Нервный смех пробирает. Так во всем виноваты брендовые кроссовки?
- И больше у меня в ближайшее время не будет, – вещает чуть тише Лев. – У меня нет крутых и рассудительных родителей, как у тебя.
Он злится. Впервые вижу Мочалина в гневе. Он же всегда отмалчивался. Я ни разу не слышала от него ни одного упрека в сторону близких, которые всю жизнь ездили на нем. Он и сейчас выражается сдержанно, но я все читаю в его глазах и жесткой линии губ.
- Я не вписываюсь в твой мир. – Снова эти громкие заявления.
Срабатывает детонатор, и меня рвет на части.
- В какой, блин, мир? – я кричу, размахивая руками. – Или ты думаешь, я хожу на балы и ем улитки в ресторанах? Ты же знаешь меня, как никто другой! Ты знаешь, что я никогда не давала ни малейшего повода помыслить, что деньги в моей жизни имеют принципиальное значение. Я, блин, не принцесса!
- Я и не считаю так, но ты без денег толком не жила. А я…
- А я, а я. Ты думаешь лишь о себе и своем комфорте. Да плевать мне них! Это ты, ты боишься рискнуть! Тыпостоянно твердишь про какой-то «мой мир». О чем ты вообще? О нюхающих мажорах и подругах, которые раздвигают ноги по первому зову? Мой мир – это ты! Наш домик на дереве, гаражи, за которыми пробовали курить, трубы, где прятали дневники с плохими отметками и играли в футбол. Вот он мой…
Договорить не выходит, потому что Лев целует меня.
Я обмираю. Я будто в вакуумном пузыре – ни звука вокруг. Руки падают вдоль тела. Даже не сразу понимаю, что происходит.
Мочалин отстраняется, мелкими поцелуями покрывает лицо, притягивает ближе, шепчет, что любит и всегда любил только меня. Обнимает так крепко – ребра почти трещат.
А я смотрю поверх его плеча. Туда, где всего пару минут назад с сигаретой в руке стоял Кирилл Скоморохин.
Глава 21
Кир
Меня словно оглушило. Со мной было нечто подобное, когда я получил баротравму на дайвинге в Австралии. Как всегда, сделал по-своему – послал к чертям правила и нырнул, не продув уши. Да еще и глубже, чем следовало. Я испытывал себя. Зато нашел предел. И потом, когда сидел на яхте и ни хрена не слышал, а в ушах стоял пронзительный звон, было очень больно.

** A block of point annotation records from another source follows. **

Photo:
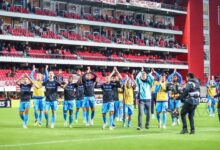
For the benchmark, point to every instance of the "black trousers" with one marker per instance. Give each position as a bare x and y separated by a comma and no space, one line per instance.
190,110
218,107
153,102
142,106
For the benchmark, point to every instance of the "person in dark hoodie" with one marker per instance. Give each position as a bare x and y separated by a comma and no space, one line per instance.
190,98
218,97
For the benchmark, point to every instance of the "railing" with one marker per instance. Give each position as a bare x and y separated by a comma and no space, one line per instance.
174,7
110,20
89,57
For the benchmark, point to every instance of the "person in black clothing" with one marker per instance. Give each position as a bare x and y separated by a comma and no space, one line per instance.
218,96
116,81
108,100
190,97
79,93
89,81
25,84
51,87
68,100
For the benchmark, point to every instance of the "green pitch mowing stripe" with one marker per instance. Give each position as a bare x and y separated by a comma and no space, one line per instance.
13,136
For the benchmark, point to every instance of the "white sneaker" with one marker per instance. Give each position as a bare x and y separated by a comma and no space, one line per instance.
25,126
52,126
91,122
104,126
160,125
174,123
35,123
65,124
117,119
178,121
111,128
152,116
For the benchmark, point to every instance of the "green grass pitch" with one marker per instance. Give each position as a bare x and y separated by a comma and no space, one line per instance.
13,136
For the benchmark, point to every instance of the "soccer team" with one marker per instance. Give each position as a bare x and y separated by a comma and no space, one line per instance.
118,97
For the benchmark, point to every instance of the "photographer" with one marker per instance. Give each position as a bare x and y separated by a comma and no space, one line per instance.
190,97
211,86
175,80
218,96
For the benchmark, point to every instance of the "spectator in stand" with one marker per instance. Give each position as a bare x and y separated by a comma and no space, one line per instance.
59,76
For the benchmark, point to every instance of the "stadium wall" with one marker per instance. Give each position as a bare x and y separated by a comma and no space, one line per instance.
192,24
214,17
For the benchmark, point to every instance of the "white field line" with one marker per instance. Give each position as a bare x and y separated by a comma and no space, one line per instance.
69,140
94,139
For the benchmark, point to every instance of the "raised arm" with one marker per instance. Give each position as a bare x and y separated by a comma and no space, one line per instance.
180,77
112,73
139,75
118,73
150,79
32,73
156,73
46,73
18,80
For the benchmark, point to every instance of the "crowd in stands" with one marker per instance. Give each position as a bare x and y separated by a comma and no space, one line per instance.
87,53
126,19
133,38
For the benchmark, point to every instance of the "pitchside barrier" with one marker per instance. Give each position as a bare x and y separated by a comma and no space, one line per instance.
15,103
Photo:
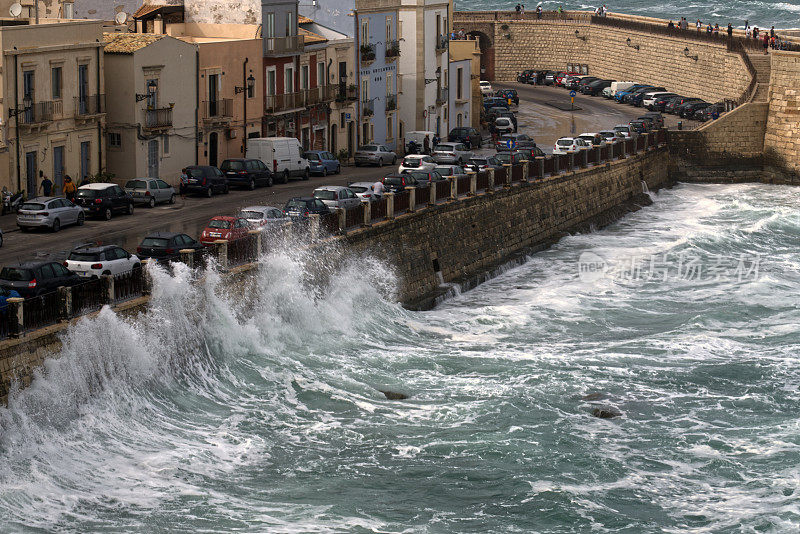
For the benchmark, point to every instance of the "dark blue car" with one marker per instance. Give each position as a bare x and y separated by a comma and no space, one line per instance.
322,162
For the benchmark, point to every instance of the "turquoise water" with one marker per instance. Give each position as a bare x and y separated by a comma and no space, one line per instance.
760,13
260,413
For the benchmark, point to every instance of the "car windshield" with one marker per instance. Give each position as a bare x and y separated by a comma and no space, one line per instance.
251,215
136,184
324,194
84,256
155,242
218,223
232,166
14,274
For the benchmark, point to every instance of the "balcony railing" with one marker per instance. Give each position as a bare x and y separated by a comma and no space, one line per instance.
368,108
217,109
367,52
277,46
90,105
40,112
392,49
158,118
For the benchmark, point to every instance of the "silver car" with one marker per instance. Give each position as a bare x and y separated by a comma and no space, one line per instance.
451,153
49,212
374,155
451,170
337,196
150,191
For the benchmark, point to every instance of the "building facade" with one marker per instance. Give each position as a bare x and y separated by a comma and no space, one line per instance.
153,117
53,98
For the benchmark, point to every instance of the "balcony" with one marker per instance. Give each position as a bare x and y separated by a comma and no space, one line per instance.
158,118
40,113
441,44
283,46
392,49
368,108
88,107
367,53
220,110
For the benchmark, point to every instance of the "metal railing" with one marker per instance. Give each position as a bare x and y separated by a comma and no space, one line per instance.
158,118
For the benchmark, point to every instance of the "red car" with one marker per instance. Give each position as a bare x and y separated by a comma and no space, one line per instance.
224,227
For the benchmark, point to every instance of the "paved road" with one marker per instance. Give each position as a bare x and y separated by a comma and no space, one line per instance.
536,117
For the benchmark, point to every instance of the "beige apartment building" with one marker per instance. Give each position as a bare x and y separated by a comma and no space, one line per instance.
153,120
52,102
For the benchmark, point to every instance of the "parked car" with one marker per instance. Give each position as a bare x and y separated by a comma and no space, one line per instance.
569,145
261,216
48,212
283,155
205,180
150,191
299,208
416,162
374,155
34,278
94,261
454,153
516,141
480,163
337,196
165,246
464,133
224,227
322,162
103,200
365,191
451,170
246,173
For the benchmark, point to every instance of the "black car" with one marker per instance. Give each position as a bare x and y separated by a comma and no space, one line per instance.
205,180
103,200
166,246
34,278
247,173
299,208
464,133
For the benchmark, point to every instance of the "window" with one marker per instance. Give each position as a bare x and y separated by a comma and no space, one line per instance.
114,140
56,80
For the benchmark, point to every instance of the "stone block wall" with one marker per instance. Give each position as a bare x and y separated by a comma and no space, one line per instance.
782,139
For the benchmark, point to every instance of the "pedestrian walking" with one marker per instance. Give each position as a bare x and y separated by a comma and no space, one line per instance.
69,188
46,186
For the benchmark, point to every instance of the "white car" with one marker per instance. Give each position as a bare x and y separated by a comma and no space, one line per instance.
261,216
417,162
92,261
337,196
594,139
451,153
365,191
570,145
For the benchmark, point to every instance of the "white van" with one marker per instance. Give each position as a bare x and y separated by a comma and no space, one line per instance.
281,154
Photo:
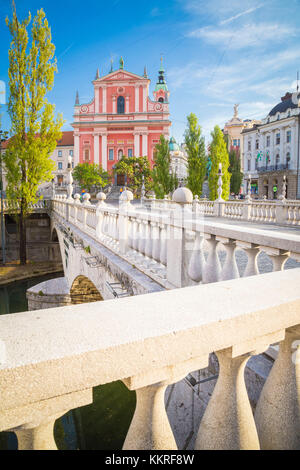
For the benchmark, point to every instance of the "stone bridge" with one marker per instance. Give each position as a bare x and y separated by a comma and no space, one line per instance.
51,359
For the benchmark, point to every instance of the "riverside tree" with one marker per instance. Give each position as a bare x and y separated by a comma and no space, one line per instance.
195,148
218,154
34,128
89,175
164,181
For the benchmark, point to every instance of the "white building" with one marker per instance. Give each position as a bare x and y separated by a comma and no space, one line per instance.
272,151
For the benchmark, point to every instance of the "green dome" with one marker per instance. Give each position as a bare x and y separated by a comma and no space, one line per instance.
173,146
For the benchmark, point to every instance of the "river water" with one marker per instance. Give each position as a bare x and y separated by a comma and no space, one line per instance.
102,425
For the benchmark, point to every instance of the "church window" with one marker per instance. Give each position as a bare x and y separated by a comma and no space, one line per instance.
121,105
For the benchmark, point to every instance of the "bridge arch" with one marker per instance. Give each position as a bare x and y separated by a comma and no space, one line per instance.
83,290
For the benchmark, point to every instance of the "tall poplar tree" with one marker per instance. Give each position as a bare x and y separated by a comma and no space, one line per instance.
218,154
164,182
195,148
34,129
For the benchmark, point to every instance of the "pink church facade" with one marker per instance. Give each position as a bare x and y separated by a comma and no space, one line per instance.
121,119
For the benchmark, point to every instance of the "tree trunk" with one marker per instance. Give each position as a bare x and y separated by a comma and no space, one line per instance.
22,225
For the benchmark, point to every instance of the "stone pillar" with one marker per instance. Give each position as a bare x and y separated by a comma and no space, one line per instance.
96,148
136,144
212,267
230,269
96,100
104,90
145,145
197,260
137,99
104,151
76,148
150,428
277,414
228,422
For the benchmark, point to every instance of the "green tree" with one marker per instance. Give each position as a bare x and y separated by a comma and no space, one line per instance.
134,168
235,170
195,148
164,182
218,154
89,175
34,129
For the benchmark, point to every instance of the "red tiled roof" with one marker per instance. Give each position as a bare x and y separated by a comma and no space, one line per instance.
66,140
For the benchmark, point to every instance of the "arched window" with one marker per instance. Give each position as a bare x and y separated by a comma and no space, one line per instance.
121,105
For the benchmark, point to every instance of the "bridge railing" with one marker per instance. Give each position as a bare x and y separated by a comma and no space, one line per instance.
179,247
281,211
51,359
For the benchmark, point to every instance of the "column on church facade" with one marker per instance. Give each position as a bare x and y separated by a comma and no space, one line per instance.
97,100
144,99
136,144
96,148
114,100
145,144
137,99
104,151
76,148
104,100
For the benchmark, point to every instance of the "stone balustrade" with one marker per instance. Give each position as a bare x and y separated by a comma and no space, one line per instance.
51,359
177,247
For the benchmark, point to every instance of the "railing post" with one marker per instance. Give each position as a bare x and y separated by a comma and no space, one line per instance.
150,428
277,414
123,223
212,267
177,254
100,213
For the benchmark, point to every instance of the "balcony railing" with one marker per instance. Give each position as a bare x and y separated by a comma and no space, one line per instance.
267,168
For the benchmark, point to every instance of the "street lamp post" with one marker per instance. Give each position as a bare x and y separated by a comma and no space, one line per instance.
3,138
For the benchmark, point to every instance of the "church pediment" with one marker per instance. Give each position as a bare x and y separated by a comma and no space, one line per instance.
120,75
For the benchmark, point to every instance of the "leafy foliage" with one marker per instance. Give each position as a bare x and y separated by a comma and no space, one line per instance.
218,154
135,168
195,147
164,182
34,129
89,175
235,170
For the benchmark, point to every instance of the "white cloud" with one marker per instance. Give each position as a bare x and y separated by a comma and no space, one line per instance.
244,37
243,13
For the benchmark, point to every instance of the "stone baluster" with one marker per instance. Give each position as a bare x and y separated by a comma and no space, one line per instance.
277,414
163,245
101,197
230,269
150,428
149,240
76,204
86,202
278,257
228,422
252,252
156,233
197,260
212,267
33,424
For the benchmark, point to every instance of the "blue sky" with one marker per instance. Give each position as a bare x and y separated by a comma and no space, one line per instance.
216,53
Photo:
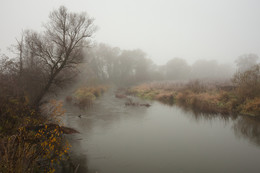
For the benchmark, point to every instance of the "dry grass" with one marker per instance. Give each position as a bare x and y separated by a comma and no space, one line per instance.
202,97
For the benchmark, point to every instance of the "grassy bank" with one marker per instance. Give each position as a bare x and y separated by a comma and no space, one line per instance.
31,141
85,95
203,98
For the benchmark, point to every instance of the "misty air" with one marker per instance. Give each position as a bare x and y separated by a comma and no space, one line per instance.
126,86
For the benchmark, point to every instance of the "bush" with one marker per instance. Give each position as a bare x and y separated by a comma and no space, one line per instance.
248,83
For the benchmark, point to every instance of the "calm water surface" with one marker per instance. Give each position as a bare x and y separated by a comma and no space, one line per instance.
118,139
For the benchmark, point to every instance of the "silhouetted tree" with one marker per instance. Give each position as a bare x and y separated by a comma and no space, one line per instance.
57,50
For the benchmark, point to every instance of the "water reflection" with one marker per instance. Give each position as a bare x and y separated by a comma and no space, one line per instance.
116,138
249,128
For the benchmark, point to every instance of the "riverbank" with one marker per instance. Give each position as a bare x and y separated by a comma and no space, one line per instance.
195,95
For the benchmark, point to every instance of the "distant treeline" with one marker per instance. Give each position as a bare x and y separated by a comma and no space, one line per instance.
110,64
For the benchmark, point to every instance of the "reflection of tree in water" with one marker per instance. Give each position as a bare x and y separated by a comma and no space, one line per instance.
248,127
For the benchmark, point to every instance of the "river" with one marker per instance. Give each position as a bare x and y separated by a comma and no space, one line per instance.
115,138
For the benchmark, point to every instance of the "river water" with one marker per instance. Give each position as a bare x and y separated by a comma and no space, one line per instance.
115,138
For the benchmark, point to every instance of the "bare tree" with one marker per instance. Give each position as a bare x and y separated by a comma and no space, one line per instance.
58,48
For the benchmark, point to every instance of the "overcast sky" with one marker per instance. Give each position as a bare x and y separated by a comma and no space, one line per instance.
164,29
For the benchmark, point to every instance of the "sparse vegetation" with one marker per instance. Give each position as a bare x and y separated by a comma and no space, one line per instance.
243,99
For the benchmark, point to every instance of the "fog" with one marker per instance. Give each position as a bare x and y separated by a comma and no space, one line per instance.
160,78
192,30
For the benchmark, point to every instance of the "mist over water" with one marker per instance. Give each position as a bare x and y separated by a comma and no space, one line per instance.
133,86
115,138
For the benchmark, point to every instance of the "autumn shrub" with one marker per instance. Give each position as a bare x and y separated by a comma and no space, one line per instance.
29,143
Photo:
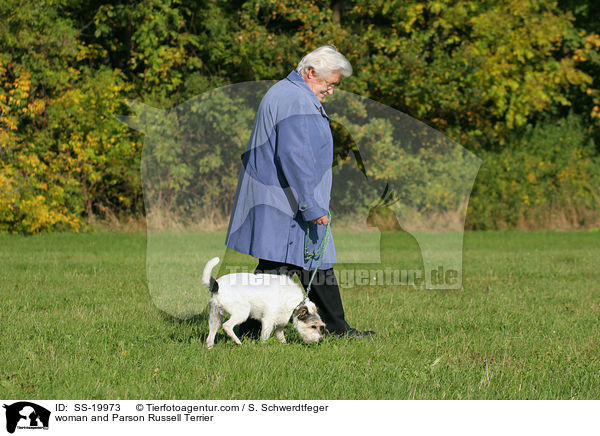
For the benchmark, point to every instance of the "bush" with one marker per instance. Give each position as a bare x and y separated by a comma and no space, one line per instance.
547,177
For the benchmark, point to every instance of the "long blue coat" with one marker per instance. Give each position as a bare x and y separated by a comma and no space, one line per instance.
285,180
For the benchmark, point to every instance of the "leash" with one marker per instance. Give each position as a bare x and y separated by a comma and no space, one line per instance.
318,253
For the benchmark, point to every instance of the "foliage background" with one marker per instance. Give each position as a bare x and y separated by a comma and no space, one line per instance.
516,82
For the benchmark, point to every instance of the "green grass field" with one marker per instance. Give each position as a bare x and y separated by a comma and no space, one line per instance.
78,322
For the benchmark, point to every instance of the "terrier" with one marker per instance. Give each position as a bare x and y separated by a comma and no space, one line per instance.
269,298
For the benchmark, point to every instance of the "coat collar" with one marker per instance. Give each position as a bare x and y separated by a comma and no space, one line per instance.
299,81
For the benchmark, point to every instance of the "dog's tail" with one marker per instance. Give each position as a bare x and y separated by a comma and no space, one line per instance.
207,280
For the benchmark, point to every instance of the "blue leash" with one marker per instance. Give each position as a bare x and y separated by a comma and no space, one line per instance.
318,252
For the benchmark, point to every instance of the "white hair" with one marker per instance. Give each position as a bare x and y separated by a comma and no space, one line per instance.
325,60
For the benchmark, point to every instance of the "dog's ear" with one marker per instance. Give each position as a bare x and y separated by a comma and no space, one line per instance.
301,313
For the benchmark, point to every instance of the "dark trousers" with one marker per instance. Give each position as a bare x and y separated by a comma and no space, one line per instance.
324,292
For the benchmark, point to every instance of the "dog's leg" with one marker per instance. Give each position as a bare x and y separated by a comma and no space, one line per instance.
214,323
279,334
267,329
232,322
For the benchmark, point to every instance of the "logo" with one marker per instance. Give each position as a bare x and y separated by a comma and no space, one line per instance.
26,415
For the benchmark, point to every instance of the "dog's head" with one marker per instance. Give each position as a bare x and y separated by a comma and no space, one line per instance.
308,323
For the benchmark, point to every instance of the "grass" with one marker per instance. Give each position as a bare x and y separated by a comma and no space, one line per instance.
78,322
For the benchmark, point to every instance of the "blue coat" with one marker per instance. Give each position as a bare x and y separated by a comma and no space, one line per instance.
285,180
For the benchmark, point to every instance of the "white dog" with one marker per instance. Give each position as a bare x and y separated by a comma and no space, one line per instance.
269,298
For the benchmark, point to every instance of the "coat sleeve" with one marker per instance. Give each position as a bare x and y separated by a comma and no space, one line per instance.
297,162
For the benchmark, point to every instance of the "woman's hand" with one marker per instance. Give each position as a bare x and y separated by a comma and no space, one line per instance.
323,220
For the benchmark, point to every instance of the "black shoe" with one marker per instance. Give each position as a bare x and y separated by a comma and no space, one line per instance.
353,333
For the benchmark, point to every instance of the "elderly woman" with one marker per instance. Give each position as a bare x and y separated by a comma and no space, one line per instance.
284,185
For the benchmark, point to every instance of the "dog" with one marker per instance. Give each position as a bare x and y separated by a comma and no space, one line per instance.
269,298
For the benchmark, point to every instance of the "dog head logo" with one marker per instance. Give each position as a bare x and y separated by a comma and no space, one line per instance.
392,173
26,415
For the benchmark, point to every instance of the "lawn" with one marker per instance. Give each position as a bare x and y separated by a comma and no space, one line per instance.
78,321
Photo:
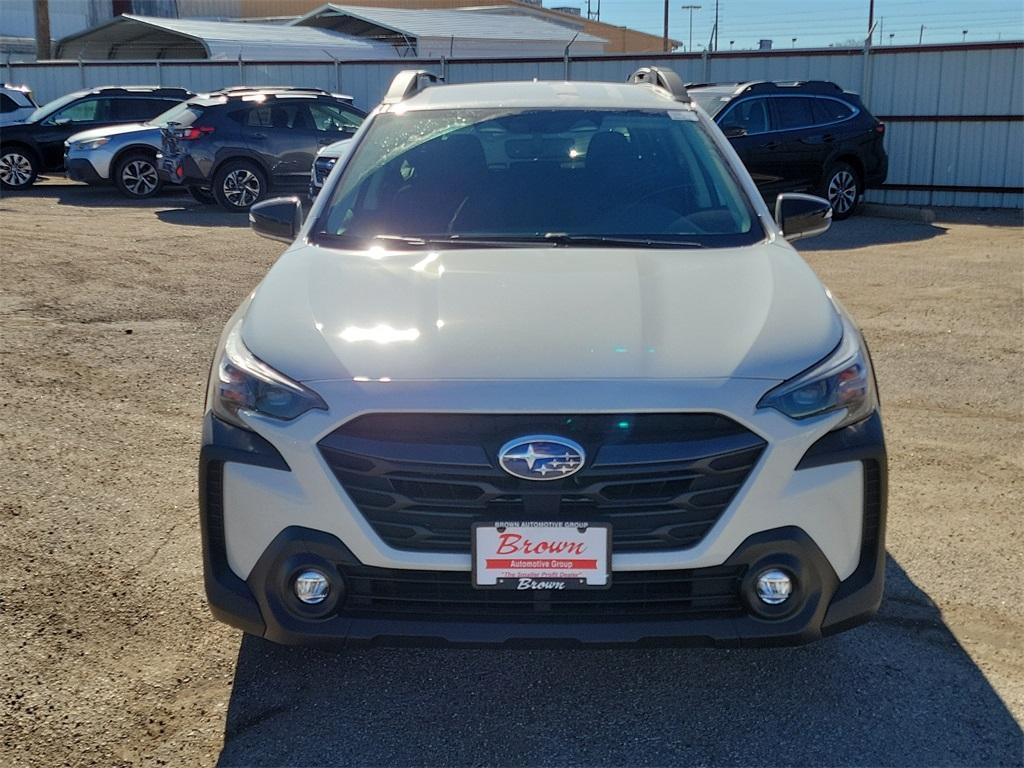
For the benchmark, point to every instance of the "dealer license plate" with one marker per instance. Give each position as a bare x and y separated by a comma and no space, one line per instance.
542,555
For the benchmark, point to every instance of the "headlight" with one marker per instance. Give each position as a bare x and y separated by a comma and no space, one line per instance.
243,382
93,143
843,380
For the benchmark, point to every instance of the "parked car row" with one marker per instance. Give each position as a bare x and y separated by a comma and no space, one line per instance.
237,145
233,145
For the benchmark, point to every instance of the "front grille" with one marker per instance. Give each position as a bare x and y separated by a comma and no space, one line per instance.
662,480
322,169
633,596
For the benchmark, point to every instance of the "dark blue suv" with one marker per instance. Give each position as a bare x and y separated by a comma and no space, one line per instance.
801,136
237,146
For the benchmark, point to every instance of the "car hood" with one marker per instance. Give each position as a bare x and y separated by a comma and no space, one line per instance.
113,130
542,313
337,150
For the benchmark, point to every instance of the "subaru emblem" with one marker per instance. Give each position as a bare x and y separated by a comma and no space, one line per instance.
542,458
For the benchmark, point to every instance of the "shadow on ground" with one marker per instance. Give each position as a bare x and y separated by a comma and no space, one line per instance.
863,231
195,214
898,691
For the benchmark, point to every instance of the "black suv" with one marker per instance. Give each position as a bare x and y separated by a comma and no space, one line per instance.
800,136
242,144
38,144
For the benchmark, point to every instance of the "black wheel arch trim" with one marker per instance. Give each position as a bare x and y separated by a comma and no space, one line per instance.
247,156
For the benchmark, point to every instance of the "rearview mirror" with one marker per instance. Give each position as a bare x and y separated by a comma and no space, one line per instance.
279,218
802,215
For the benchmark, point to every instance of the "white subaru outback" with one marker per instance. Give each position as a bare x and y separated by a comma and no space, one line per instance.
540,367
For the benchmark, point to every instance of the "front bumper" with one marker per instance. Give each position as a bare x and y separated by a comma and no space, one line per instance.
79,169
261,603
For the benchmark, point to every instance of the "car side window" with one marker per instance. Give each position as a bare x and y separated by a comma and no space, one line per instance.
829,111
86,111
332,118
258,117
140,109
751,115
794,112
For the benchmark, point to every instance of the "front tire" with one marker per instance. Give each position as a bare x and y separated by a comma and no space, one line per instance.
239,184
18,168
843,189
135,175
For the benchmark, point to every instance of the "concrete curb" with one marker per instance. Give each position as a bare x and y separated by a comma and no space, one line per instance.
906,213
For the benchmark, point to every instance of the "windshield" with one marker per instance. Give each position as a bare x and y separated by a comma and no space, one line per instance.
571,176
51,107
182,114
711,101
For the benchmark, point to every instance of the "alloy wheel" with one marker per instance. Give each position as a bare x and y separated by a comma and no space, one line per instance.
139,177
242,187
843,190
15,169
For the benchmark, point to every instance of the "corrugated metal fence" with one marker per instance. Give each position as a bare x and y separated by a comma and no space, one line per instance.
954,113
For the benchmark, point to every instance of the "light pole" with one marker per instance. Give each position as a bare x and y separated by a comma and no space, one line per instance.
690,8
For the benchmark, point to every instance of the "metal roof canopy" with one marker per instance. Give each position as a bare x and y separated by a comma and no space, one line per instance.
401,27
129,37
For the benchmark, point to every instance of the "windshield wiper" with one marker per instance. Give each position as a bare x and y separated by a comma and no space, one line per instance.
485,241
564,239
538,241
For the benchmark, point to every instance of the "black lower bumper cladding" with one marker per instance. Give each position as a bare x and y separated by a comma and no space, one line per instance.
708,606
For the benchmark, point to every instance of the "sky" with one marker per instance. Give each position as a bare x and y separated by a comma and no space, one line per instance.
818,23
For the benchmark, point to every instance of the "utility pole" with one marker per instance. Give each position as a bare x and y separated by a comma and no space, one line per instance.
716,26
42,8
690,8
665,40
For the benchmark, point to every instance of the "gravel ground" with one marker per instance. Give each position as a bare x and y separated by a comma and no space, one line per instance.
109,656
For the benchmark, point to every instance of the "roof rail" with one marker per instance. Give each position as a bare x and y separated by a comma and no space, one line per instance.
663,78
408,83
806,86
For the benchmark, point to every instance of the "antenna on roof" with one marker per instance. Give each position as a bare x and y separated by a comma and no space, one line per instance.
662,78
408,83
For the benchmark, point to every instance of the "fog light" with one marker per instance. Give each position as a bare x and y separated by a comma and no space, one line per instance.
311,587
774,587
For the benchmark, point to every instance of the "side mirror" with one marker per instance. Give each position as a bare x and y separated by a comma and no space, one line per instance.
279,218
802,215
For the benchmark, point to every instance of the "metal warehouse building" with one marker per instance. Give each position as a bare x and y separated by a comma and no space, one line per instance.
331,33
465,34
131,37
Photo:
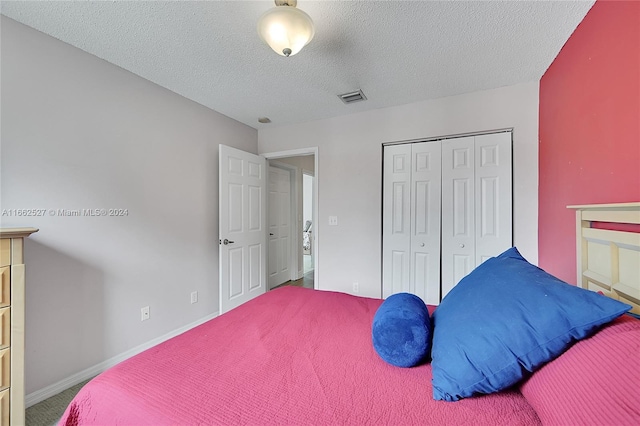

Вот только сейчас в разы больнее.
Из-за Гайки? Не верится, да ну. Но ее «пойдем» на просьбу кучерявого поговорить в такой момент… хуже плевка.
Тру рукой лицо, чтобы прийти в себя, сжимаю челюсть. Выхожу, в чем был, покурить. И замерзнуть к чертям собачьим, только бы не бил жар и в штанах стало свободнее.
Замечаю на соседнем крыльце Диану, прослеживаю, куда смотрит. Гуманоид спорит о чем-то с Ярославой вдалеке. Не слышу подробностей, но спорят эмоционально. Даже пробирает зависть. Потому что эгоистично хочется запереть эту заразу в доме и больше не делить ее ни с кем. Да, и я больше не вру себе – я попал.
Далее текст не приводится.